The natural progression of thought when confronted with something like "Late for School" is:

1. "What the hell is this?"

2. "Is this a joke?"

3. "This is not a joke. Maybe Steve Martin wrote a kids album of banjo songs?"

4. "But why didn't he say it was a kids album?"

Well, as it turns out, it's not a kids album. It's an album for SNL stagehands who don't want to lose their jobs. From the NY Times:

On the main stage of NBC’s Studio 8H in Manhattan, wielding a Gibson Florentine from the 1920s and accompanied by a quintet of bluegrass musicians, Mr. Martin was plucking, strumming and, yes, singing his way through an original song called “Late for School,” about a young delinquent racing to beat the tardy bell. The hoedown brought the room to a halt, and when it was over even the surliest stagehands couldn’t help but stand and applaud.
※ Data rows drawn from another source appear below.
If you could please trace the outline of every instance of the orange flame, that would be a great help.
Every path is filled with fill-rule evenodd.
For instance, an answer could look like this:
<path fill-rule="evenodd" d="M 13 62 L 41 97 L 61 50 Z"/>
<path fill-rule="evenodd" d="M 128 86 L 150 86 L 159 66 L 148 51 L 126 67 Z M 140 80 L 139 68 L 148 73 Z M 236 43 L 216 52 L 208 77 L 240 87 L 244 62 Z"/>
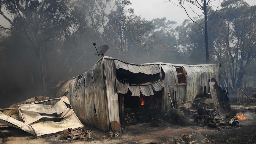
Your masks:
<path fill-rule="evenodd" d="M 236 117 L 238 119 L 246 119 L 246 117 L 245 117 L 245 115 L 244 114 L 241 114 L 241 115 L 239 115 L 238 114 L 236 115 Z"/>
<path fill-rule="evenodd" d="M 141 97 L 140 97 L 140 102 L 141 102 L 141 105 L 144 105 L 145 104 L 145 100 Z"/>

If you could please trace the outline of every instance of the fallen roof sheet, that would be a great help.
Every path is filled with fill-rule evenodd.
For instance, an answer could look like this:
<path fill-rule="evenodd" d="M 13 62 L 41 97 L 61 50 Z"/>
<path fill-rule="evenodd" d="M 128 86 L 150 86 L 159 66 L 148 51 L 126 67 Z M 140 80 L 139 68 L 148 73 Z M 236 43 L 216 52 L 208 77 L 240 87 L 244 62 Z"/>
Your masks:
<path fill-rule="evenodd" d="M 20 129 L 37 137 L 61 132 L 66 129 L 75 129 L 83 126 L 65 96 L 19 105 L 18 109 L 22 121 L 0 111 L 0 123 Z"/>

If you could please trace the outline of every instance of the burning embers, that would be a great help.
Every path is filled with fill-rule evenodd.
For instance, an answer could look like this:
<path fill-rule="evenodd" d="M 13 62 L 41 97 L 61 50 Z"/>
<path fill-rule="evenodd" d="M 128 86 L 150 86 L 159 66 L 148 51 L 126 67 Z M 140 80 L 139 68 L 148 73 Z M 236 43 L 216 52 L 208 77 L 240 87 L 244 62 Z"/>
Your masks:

I believe that hearing Steve Martin shout-sing lines like, "I'll be in the English grammar slammer" or "Waved to Sal, he's Filipino" brought the whole room to a halt, but I doubt anyone was applauding out of genuine enjoyment. I'm sure that as the song winded down, the surly stagehands were left, shocked and slackjawed, watching the stage, and so rather than risk making things more awkward, they slowly, carefully, and with absolutely no feeling except worry, began to clap.